Rose Import LAB™ is an experiential learning program — a hands-on simulation of starting an import/export business that follows the journey of a rose from a farm in Colombia to your doorstep. It is designed with the homeschool student in mind, but it is for anyone who wants to learn international trade, systems thinking, and what it means to practice global citizenship.

A rose is a delicate, perishable product that has already passed through dozens of hands by the time it reaches you. The breeders. The growers. The pickers, packers, cold-chain operators, freight forwarders, customs brokers, wholesalers, florists. It is a quiet, intricate dance of timing and logistics, and the more I have learned, the more reverence I feel for everyone holding it together. That reverence is itself a teaching. Once you understand how one product travels across the world, you start to see every product, every system, every border that way. You can't unsee it.

The pedagogy behind the LAB comes from over ten years of homeschooling, community educator studies, dance instruction, a 500-hour yoga teacher certification, and trauma-informed yoga training. The business thinking is shaped by my degree and by the Reflective Body Journal — a movement-based practice I developed and now integrate into the Rose and Wellness program. As entrepreneurs, and as human beings, we are constantly constructing identity. Body-mind practices are how we stay regulated through the construction. They are how we return to center after the fluctuations of life — the good ones and the hard ones.

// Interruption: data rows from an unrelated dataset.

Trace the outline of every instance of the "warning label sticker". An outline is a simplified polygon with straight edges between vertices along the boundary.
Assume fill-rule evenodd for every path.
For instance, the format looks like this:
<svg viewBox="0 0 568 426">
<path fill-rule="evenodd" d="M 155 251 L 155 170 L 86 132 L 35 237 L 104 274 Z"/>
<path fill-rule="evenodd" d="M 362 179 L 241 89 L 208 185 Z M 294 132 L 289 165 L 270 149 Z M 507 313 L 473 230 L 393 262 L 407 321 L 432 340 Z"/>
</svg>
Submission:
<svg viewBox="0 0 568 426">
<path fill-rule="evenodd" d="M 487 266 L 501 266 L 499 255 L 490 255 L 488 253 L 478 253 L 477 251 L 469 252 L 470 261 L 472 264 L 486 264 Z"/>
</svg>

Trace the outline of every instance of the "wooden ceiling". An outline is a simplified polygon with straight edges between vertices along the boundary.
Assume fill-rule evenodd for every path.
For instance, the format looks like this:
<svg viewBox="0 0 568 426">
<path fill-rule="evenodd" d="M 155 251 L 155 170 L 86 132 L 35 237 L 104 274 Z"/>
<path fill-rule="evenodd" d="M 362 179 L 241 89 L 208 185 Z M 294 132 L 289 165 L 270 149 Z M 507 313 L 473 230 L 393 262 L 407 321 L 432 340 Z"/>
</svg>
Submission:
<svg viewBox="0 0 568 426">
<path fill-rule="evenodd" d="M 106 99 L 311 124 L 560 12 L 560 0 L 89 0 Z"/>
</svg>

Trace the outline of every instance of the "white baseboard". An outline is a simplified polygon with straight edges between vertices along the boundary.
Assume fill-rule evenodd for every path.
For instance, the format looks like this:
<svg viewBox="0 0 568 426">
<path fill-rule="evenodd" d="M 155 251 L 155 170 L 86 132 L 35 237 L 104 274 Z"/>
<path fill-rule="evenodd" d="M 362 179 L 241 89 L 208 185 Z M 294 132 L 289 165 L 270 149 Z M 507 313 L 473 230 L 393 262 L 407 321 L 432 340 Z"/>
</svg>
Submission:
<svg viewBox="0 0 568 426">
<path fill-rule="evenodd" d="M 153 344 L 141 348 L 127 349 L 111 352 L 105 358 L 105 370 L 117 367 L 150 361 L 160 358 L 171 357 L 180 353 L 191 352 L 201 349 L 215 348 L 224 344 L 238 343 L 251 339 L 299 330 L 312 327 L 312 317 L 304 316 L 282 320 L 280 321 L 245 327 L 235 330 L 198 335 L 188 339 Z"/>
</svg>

Why Stories Matter in Business

International business, at the end of the day, is not really about freight or tariffs or margins, though we will teach you all of those. It is about stories. The stories of the people who grew the thing, the people who moved the thing, the people who chose to buy the thing and bring it into their homes. Theory and technology are the scaffolding. Stories are what shape a brand, a product, and the relationship between the two.

With roses — and with wellness — we are collaborating with nature, with delicate systems, and with each other. That is the work.

An Invitation

I am looking forward to sharing real-time stories from our field trips to Colombia, introducing you to our team on the ground, and getting to know you. Whether you are curious about international trade, a florist, a business owner looking at your craft from a new angle, a parent-and-child team ready to build something together, or a homeschool family looking for real-world learning that doesn't pretend — you are welcome here.

Let's build together. Starting with roses.